In this case, the tree starts with a single lineage which may split after some time.

This result cannot be compared directly with Eq. (8) of the present study which defines the time of origin of a BD tree as that of the first bifurcation. To make a comparison between the two approaches requires a slight modification of the argument presented in subSect. 2.1, where we now interpret the MRCA of the subtree highlighted in Fig. 1 to mark the “birth” of either one of its daughter trees.
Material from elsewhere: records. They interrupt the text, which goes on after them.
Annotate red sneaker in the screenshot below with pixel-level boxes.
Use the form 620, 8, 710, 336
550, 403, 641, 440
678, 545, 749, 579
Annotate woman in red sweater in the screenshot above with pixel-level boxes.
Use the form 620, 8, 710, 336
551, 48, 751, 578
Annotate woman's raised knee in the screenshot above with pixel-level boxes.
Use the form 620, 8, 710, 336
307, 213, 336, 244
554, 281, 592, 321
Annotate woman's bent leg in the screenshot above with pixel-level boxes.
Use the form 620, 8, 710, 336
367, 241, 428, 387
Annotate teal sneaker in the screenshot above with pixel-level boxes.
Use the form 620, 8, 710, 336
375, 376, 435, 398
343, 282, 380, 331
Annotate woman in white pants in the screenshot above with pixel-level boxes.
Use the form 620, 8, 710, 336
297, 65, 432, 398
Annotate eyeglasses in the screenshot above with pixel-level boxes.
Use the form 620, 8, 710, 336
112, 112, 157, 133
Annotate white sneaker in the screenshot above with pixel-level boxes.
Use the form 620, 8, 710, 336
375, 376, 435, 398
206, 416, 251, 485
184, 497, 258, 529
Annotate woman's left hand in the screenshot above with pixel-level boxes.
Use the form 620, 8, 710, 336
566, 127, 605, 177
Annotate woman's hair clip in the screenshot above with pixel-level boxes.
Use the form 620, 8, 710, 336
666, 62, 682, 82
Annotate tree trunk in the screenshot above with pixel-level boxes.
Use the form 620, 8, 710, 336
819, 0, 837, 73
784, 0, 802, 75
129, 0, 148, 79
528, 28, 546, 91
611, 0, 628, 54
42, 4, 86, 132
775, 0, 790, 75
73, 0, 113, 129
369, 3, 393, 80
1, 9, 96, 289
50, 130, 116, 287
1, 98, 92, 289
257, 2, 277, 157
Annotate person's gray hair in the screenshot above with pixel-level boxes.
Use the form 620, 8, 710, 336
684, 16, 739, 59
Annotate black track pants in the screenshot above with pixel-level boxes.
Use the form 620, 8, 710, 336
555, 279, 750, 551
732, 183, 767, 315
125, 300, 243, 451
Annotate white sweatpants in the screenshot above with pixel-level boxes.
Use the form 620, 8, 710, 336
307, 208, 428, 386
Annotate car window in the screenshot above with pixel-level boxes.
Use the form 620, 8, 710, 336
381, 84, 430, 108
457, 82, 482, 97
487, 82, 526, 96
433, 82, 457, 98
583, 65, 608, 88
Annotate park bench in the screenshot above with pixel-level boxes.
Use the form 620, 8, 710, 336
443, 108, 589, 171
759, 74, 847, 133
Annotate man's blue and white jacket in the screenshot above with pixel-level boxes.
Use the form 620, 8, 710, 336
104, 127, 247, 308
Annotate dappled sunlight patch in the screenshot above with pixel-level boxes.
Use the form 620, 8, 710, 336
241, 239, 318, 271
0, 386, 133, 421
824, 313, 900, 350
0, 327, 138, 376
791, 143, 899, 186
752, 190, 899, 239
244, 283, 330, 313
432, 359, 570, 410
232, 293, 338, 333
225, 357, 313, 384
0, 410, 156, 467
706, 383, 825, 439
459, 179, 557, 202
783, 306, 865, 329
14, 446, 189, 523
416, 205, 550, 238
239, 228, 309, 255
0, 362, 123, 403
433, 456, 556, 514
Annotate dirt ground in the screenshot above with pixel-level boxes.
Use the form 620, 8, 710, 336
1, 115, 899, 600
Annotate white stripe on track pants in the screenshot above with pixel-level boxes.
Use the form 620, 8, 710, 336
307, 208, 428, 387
Thus, the probability that a tree that starts with a single lineage at time T – τ will have grown to size n at time T is proportional to

$$ 2p_{n}^{2} (\tau ) + 2p_{n} (\tau )(1 - p_{n} (\tau )) = 2p_{n} (\tau ). $$

(A.2)

After normalising with \(2\sum\nolimits_{n = 0}^{\infty } {p_{n} (\tau )} = 2\), this probability is found to be simply equal to \(p_{n} (\tau )\), which should then replace \(\hat{p}_{n} (\tau )\) in Eq. (3). Otherwise, the procedure for calculating the new distribution, which will be denoted as \(\tilde{P}(\tau |n,\lambda ,\mu )\), is exactly the same as that followed in deriving Eq. (8).

The analogue of Eq. (5) is

$$ \tilde{P}(\tau |T,n,\lambda ,\mu )d\tau = \tilde{C}_{n} (T,\lambda ,\mu )e^{ - 2(\lambda - \mu )\tau } \frac{{\left( {1 - e^{ - (\lambda - \mu )\tau } } \right)^{n - 1} }}{{\left( {1 - \frac{\mu }{\lambda }e^{ - (\lambda - \mu )\tau } } \right)^{n + 1} }}d\tau , $$

(A.3)

where \(\tilde{C}_{n} (T,\lambda ,\mu )\) is the normalisation factor which, in the limit T → ∞, follows from

$$ \begin{aligned} \mathop {\lim }\limits_{T \to \infty } \tilde{C}_{n} (T,\lambda ,\mu )^{ - 1} & = \int_{0}^{\infty } {d\tau e^{ - 2(\lambda - \mu )\tau } } \frac{{\left( {1 - e^{ - (\lambda - \mu )\tau } } \right)^{n - 1} }}{{\left( {1 - \frac{\mu }{\lambda }e^{ - (\lambda - \mu )\tau } } \right)^{n + 1} }} \\ & = \frac{1}{\lambda - \mu }\left( {\frac{1}{n(1 - \mu /\lambda )} - \sum\limits_{k = 0}^{\infty } {\frac{{(\mu /\lambda )^{k} }}{n + k + 1}} } \right). \\ \end{aligned} $$

(A.4)

With tree age τ thus redefined, its distribution now becomes

$$ \tilde{P}(\tau |n,\lambda ,\mu ) = \frac{{\lambda (1 - \mu /\lambda )e^{ - 2(\lambda - \mu )\tau } \left( {1 - e^{ - (\lambda - \mu )\tau } } \right)^{n - 1} }}{{\left( {\frac{1}{n(1 - \mu /\lambda )} - \sum\limits_{k = 0}^{\infty } {\frac{{(\mu /\lambda )^{k} }}{n + k + 1}} } \right)\left( {1 - \frac{\mu }{\lambda }e^{ - (\lambda - \mu )\tau } } \right)^{n + 1} }}, $$

(A.5)

which differs from Eq. (A.1) by an extra factor \(e^{ - (\lambda - \mu )\tau }\) (and hence, the normalisation constant will also be different). It should be noted that this is precisely the factor by which the average total population from which the clade is sampled would have shrunk when returning to the point where the MRCA emerged.

That the results are not identical is therefore not surprising based on the different perspectives, viz. a uniform prior on time of origin vs. a picture based on a subtree embedded in an exponentially increasing population (assuming λ and μ known).